Comment by Paul Makube, Senior Agricultural economist at FNB Agri-Business
Although the National Crop Estimates Committee (CEC) made a marginal upward adjustment to its earlier estimate of the country’s 2020/21 total grain and oilseed output, the 17.85 million tons is still one of the largest on record crop and is 34% higher relative to the 2019 levels. Despite earlier reduction in output in the Mpumalanga areas and reports that some of the maize in western areas has been downgraded to WM2, the total maize crop of 15.54 million tons is 38% higher year-on-year (y/y).
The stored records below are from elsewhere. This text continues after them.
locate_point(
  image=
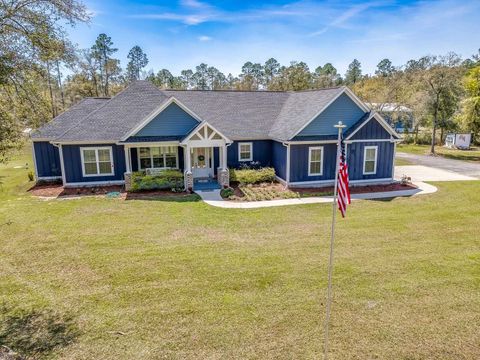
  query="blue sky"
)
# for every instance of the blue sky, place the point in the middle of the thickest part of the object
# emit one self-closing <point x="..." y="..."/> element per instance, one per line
<point x="181" y="34"/>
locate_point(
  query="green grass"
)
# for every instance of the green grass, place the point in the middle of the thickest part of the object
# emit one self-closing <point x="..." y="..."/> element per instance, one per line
<point x="402" y="162"/>
<point x="159" y="279"/>
<point x="473" y="154"/>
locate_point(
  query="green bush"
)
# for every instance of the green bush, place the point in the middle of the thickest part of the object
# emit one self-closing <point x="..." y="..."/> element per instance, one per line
<point x="252" y="176"/>
<point x="167" y="179"/>
<point x="226" y="193"/>
<point x="421" y="139"/>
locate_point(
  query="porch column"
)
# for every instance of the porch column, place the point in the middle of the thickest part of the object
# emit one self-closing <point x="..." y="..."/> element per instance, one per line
<point x="128" y="164"/>
<point x="223" y="176"/>
<point x="128" y="169"/>
<point x="224" y="156"/>
<point x="188" y="161"/>
<point x="188" y="176"/>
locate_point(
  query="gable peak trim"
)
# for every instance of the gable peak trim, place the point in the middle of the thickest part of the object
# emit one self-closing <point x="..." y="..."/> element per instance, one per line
<point x="159" y="110"/>
<point x="380" y="120"/>
<point x="345" y="90"/>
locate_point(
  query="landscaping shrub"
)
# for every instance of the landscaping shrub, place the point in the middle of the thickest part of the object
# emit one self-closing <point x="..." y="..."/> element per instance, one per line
<point x="260" y="193"/>
<point x="226" y="193"/>
<point x="166" y="179"/>
<point x="252" y="176"/>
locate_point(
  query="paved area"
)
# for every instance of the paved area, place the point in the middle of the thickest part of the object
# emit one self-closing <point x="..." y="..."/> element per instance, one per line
<point x="213" y="198"/>
<point x="427" y="173"/>
<point x="466" y="168"/>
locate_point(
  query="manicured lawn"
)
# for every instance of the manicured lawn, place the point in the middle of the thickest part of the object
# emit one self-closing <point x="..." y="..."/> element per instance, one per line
<point x="473" y="154"/>
<point x="402" y="162"/>
<point x="145" y="279"/>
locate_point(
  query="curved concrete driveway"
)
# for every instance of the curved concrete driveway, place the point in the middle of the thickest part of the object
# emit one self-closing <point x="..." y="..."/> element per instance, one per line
<point x="465" y="168"/>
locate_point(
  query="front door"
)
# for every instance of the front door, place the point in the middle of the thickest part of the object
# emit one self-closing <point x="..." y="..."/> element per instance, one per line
<point x="201" y="162"/>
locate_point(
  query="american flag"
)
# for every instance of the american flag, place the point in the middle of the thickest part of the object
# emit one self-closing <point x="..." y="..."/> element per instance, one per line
<point x="343" y="190"/>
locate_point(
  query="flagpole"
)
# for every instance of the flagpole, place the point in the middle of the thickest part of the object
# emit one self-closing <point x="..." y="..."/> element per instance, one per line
<point x="340" y="127"/>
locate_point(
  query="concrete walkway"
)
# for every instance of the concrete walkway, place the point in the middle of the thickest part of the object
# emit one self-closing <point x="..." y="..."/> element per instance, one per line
<point x="213" y="198"/>
<point x="466" y="168"/>
<point x="427" y="173"/>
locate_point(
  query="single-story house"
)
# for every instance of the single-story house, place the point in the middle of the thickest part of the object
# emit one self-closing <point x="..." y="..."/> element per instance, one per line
<point x="101" y="141"/>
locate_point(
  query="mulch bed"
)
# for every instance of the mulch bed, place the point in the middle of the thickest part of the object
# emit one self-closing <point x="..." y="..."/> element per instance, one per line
<point x="55" y="190"/>
<point x="327" y="190"/>
<point x="356" y="189"/>
<point x="151" y="194"/>
<point x="58" y="191"/>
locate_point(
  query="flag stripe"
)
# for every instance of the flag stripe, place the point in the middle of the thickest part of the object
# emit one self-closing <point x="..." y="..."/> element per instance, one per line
<point x="342" y="181"/>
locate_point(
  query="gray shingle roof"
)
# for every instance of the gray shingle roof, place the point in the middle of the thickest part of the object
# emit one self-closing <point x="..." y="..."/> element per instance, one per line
<point x="119" y="115"/>
<point x="299" y="109"/>
<point x="69" y="118"/>
<point x="236" y="114"/>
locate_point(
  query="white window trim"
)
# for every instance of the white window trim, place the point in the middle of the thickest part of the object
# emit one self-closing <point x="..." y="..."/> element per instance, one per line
<point x="109" y="148"/>
<point x="310" y="160"/>
<point x="239" y="151"/>
<point x="365" y="159"/>
<point x="151" y="158"/>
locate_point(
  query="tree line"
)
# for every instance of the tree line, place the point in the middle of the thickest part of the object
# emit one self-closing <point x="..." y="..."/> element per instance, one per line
<point x="42" y="74"/>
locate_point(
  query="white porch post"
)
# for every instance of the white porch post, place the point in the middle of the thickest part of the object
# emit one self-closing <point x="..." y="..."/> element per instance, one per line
<point x="188" y="176"/>
<point x="224" y="156"/>
<point x="188" y="161"/>
<point x="128" y="163"/>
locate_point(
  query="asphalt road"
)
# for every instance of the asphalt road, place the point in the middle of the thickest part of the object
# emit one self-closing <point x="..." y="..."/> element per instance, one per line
<point x="468" y="168"/>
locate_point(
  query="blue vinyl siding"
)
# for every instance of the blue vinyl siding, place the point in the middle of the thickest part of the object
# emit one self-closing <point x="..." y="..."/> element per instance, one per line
<point x="172" y="121"/>
<point x="73" y="164"/>
<point x="343" y="109"/>
<point x="134" y="156"/>
<point x="279" y="159"/>
<point x="299" y="162"/>
<point x="47" y="159"/>
<point x="216" y="159"/>
<point x="385" y="152"/>
<point x="262" y="152"/>
<point x="371" y="130"/>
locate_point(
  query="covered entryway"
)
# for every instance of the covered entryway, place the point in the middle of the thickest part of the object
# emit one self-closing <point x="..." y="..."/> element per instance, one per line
<point x="202" y="162"/>
<point x="200" y="159"/>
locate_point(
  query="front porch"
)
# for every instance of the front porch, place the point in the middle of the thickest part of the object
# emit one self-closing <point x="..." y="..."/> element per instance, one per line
<point x="201" y="157"/>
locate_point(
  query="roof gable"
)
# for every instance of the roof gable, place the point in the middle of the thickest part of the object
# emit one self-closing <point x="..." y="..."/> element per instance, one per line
<point x="343" y="108"/>
<point x="371" y="126"/>
<point x="118" y="116"/>
<point x="171" y="119"/>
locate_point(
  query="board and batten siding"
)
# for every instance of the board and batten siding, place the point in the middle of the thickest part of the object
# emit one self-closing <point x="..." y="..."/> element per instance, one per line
<point x="279" y="159"/>
<point x="371" y="130"/>
<point x="73" y="164"/>
<point x="262" y="152"/>
<point x="355" y="158"/>
<point x="172" y="121"/>
<point x="299" y="162"/>
<point x="47" y="160"/>
<point x="342" y="109"/>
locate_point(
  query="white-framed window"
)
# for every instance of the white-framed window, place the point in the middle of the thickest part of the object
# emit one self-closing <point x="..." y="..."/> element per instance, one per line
<point x="245" y="152"/>
<point x="315" y="161"/>
<point x="160" y="157"/>
<point x="97" y="161"/>
<point x="370" y="160"/>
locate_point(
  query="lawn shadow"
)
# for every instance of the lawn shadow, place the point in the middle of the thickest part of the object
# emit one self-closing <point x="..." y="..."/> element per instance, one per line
<point x="35" y="334"/>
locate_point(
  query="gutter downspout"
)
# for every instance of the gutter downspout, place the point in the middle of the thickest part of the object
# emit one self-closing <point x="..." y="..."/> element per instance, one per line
<point x="287" y="175"/>
<point x="62" y="167"/>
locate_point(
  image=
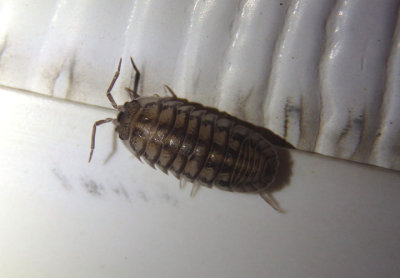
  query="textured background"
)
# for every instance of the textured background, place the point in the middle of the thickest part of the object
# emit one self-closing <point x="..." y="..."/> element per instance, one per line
<point x="323" y="74"/>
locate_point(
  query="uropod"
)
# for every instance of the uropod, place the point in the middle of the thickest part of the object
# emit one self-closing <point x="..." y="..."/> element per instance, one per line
<point x="195" y="143"/>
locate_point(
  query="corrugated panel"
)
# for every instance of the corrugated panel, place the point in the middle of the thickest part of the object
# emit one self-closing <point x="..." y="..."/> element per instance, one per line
<point x="323" y="74"/>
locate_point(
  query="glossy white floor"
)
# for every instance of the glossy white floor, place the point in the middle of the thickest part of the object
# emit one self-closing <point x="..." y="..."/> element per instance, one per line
<point x="63" y="217"/>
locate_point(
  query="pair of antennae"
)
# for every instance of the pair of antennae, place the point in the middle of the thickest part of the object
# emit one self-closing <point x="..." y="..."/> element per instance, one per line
<point x="132" y="92"/>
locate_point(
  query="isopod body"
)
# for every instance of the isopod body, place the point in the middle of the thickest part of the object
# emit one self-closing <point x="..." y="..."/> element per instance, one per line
<point x="195" y="143"/>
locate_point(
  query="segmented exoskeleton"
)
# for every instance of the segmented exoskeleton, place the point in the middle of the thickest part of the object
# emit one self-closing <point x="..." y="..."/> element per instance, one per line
<point x="195" y="143"/>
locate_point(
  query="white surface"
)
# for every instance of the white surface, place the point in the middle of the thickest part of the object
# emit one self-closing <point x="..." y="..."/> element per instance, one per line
<point x="321" y="73"/>
<point x="63" y="217"/>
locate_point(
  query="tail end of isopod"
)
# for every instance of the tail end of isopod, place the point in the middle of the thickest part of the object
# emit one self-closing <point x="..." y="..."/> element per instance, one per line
<point x="271" y="201"/>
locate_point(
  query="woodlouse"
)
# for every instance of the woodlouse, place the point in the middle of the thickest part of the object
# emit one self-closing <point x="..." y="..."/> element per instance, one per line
<point x="195" y="143"/>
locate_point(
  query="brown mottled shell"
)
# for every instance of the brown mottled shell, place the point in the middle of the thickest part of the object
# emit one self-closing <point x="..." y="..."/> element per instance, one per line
<point x="198" y="143"/>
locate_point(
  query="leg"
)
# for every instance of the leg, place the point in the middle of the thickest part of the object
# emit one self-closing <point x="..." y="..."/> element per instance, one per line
<point x="168" y="89"/>
<point x="133" y="93"/>
<point x="94" y="134"/>
<point x="110" y="97"/>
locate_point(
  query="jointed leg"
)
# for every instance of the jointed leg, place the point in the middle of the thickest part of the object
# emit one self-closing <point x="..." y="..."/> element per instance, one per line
<point x="133" y="93"/>
<point x="110" y="97"/>
<point x="92" y="145"/>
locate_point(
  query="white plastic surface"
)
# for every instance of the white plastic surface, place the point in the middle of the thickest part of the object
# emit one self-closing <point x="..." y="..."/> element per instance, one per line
<point x="61" y="216"/>
<point x="323" y="74"/>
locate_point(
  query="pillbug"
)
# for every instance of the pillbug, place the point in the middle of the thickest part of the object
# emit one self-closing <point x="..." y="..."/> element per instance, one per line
<point x="195" y="143"/>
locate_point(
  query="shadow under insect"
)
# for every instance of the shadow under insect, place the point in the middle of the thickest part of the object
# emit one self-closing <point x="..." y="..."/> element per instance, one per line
<point x="199" y="144"/>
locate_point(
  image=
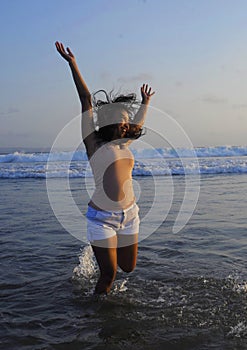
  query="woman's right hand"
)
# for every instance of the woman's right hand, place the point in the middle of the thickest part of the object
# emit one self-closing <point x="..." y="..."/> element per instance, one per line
<point x="67" y="55"/>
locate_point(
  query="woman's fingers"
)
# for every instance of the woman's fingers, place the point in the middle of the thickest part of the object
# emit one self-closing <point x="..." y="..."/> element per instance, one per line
<point x="147" y="90"/>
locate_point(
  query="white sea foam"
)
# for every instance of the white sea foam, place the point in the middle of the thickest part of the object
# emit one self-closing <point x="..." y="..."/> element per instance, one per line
<point x="87" y="268"/>
<point x="149" y="162"/>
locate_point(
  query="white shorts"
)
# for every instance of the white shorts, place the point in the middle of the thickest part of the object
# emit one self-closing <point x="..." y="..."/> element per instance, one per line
<point x="103" y="224"/>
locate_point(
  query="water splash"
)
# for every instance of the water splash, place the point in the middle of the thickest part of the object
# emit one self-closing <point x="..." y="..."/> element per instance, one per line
<point x="87" y="268"/>
<point x="238" y="331"/>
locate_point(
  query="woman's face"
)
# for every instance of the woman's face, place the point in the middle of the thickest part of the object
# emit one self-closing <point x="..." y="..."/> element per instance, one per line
<point x="122" y="124"/>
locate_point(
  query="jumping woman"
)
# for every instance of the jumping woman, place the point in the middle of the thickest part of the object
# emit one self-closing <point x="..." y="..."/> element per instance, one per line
<point x="112" y="215"/>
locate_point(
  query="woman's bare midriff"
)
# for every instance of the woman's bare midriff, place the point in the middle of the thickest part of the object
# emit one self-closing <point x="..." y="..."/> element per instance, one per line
<point x="117" y="187"/>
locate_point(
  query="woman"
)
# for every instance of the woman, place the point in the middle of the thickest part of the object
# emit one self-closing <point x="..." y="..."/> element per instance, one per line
<point x="112" y="216"/>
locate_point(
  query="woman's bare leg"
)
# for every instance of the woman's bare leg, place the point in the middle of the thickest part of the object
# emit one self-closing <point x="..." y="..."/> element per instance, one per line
<point x="105" y="252"/>
<point x="127" y="252"/>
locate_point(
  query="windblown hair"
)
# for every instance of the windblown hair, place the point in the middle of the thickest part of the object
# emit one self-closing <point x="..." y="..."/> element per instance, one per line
<point x="105" y="109"/>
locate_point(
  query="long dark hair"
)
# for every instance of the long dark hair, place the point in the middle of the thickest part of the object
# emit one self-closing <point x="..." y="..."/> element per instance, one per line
<point x="109" y="106"/>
In the oilseed complex, the sunflower estimate came in 2.6% higher from the previous estimate at 785,910 tons while groundnuts saw 2.3% contraction at 64,800 tons. Although the soybean estimate was unchanged month-on-month (m/m), the harvest estimate is still 8% higher y/y at 1.26 million tons, which bodes well for local supply of soymeal.
For the winter crops, the first crop estimate came in by a massive 32.4% y/y at 2.64 million tons of wheat (74%), barley (19%), canola (5%), and oats (2%) as good rains and snow boosted crop prospects in the producing areas of the Western Cape. Wheat production is forecast up 27.8% y/y at 1.96 million tons which will help reduce the import bill as South Africa is still a net importer. The barley forecast jumped 46.4% y/y with the two smaller crops, canola and oats increased by 29% and 175.8% respectively y/y. The seasonal weather outlook is still positive and should see a good finish to the crop season.
Interestingly, grain prices especially maize have been unseasonably strong and will encourage farmers to plant more in the new crop season amid favourable production conditions with the La Nina weather pattern in the forecasts. This however poses upside risk to food inflation which has recently picked up pace in the July update at 4.6% y/y in July from 4.5% y/y in June 2020.